The King of Israel gets the communiqué from the King of Syria, but he mistakenly thinks that he is the one who is expected to heal. The money looks good, but he knows that he has no such power. He thinks it is a trick and that soon, once again, the Field General Naaman and the mighty Syrian army will come marching into his country. So he tears his clothes. That is, in ancient style, he lets everyone know that doom is coming. It is an ancient way of raising the terror alert. The Man of God, Elisha, hears about it, so he sends word through the King of Israel to reply to the letter and tell the great General Naaman to come on over. He tells him to come to his place.

Taking your burdens to the Word of God is the right thing to do. And God still welcomes us to bring our pain to Him. Would that many suffering from sin’s horrible blight on their families and their lives would come into the House of the Lord and just sit under the preaching of God’s Word. They would be healed.

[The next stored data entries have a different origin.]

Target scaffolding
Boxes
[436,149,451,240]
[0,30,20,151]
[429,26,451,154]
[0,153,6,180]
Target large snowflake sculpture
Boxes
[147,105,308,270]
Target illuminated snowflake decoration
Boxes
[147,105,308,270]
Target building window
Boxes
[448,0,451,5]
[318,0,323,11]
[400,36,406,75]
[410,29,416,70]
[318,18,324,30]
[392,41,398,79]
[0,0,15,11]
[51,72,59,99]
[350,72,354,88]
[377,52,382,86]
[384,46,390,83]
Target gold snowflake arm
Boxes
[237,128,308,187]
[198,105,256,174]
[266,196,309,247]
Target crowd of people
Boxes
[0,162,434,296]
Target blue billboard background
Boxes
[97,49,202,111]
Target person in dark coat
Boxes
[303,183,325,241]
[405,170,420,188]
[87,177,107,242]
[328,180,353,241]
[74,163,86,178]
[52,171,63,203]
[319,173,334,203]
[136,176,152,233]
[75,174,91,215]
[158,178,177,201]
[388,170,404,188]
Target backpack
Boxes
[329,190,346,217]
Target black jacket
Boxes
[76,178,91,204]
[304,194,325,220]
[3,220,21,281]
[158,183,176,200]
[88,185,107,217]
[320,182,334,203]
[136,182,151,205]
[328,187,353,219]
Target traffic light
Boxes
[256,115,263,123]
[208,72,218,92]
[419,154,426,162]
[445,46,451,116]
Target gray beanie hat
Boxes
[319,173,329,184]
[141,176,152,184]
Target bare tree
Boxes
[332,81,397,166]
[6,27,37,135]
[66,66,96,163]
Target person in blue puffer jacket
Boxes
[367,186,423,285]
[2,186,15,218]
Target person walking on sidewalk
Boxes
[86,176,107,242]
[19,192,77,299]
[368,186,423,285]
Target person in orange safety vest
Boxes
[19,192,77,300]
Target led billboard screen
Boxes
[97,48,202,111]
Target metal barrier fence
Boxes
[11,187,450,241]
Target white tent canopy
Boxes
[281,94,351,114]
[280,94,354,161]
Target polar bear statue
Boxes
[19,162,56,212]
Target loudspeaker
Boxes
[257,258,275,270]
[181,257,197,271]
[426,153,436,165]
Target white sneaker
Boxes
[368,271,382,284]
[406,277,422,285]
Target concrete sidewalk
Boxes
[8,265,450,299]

So the long and short of the story is that Naaman gets his directions, which seem odd to him. In fact, Naaman doesn’t like the prescription. He is to wash himself seven times in the Jordan River. Archeology has revealed through discovered artifacts that in ancient Mesopotamia, there was a ritual where purification was secured by dipping seven times in the river facing upstream and seven times facing downstream and then releasing gifts into the river to appease the local god. So Elisha gave a prescription for cure that would have likely been familiar to Naaman. The reason that Naaman doesn’t like the prescription is that it is to take place in the Jordan River, not one of his rivers. It would be ac act of faith in the God of Israel, not the pagan gods of Syria. So he gets upset. Sinners frequently buck at God’s exclusive claims and demands on their lives. But the military leader’s servants spoke sense to him and he ate his pride and did as Elisha commanded. And the text says that his skin was “restored like the flesh of a little child, and he was clean.”